China boasts a middle-income group of over 400 million people, the biggest in the world. Chinese consumers are also expected to reshape the global economic landscape.
The most recent proof of China's robust consumer market can be seen in the nation's demand for imported goods remaining solid during this year's Double Eleven shopping spree, in spite of supply chain disruptions caused by COVID-19.
Former Goldman Sachs chief economist, Britain's Jim O'Neill, told Xinhua that the Chinese consumer remains the most important economic development issue for China, and the world economy, for the next decade.
GREEN AGENDA
As China strives to become greener, no smart foreign businesses would want to miss out on the decades-long investment opportunity and broader market behind China's carbon-cutting pledge.
Since China's leadership announced last year the goal of achieving carbon neutrality by 2060, China has walked the talk. The latest example of the country's green efforts came at the 26th session of the Conference of the Parties (COP26) to the United Nations Framework Convention on Climate Change, where Beijing announced that it would foster a green, low-carbon and circular economic system at a faster pace, press ahead with industrial structure adjustment, and rein in the irrational development of energy-intensive and high-emission projects.
After the world's largest developing country completes the most dramatic reduction in carbon emissions intensity in just 30 years, it will not only benefit the massive transition of the Chinese economy to a low carbon one, but also bear great significance to the rest of the world.
The South China Morning Post said in a recent opinion article that a succession of practical measures from China might well prove an attractive template for other developing nations.
NEW APPROACH
Fifty years after the restoration of its lawful seat in the UN, the People's Republic of China has been moving closer to the world's center stage. It was described by UN Secretary-General Antonio Guterres as "a strong supporter of multilateralism."
The world's most populous country has shown its deep understanding of the changing world by proposing a new approach to international relations, based on mutually beneficial cooperation and the principle of achieving shared growth through discussion and collaboration on global governance.
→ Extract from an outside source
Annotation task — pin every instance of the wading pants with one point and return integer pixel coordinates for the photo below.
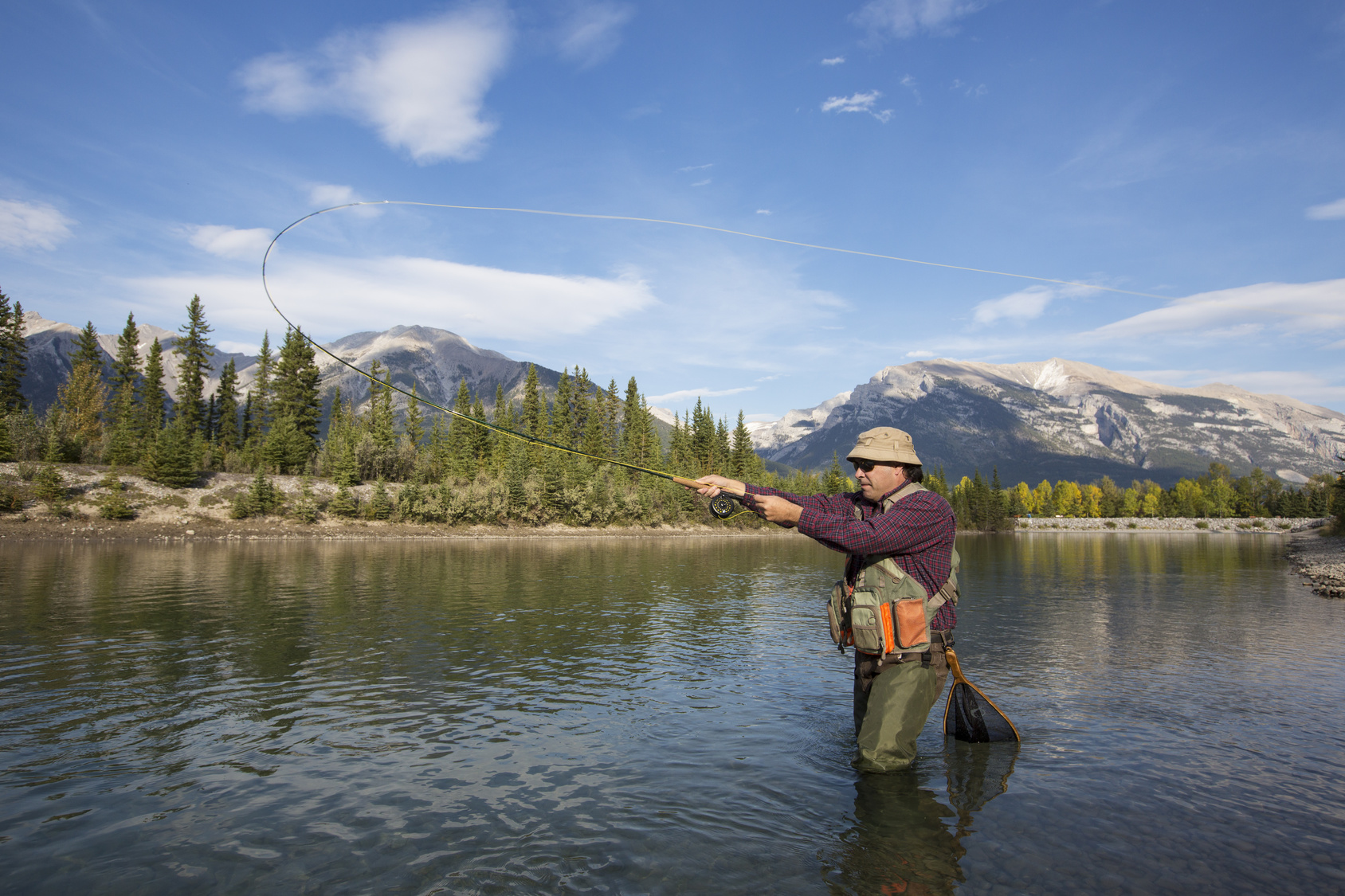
(892, 701)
China does not intend to subvert the current international order and replace it with one that it dominates. China is committed to be a builder of world peace, a contributor to global development, and a defender of the international order.
The international order and governance system that China believes best suits the world, and best suits people of all countries, is something "that should be decided by all countries through consultation, and not by a single country or a few countries," according to Xi.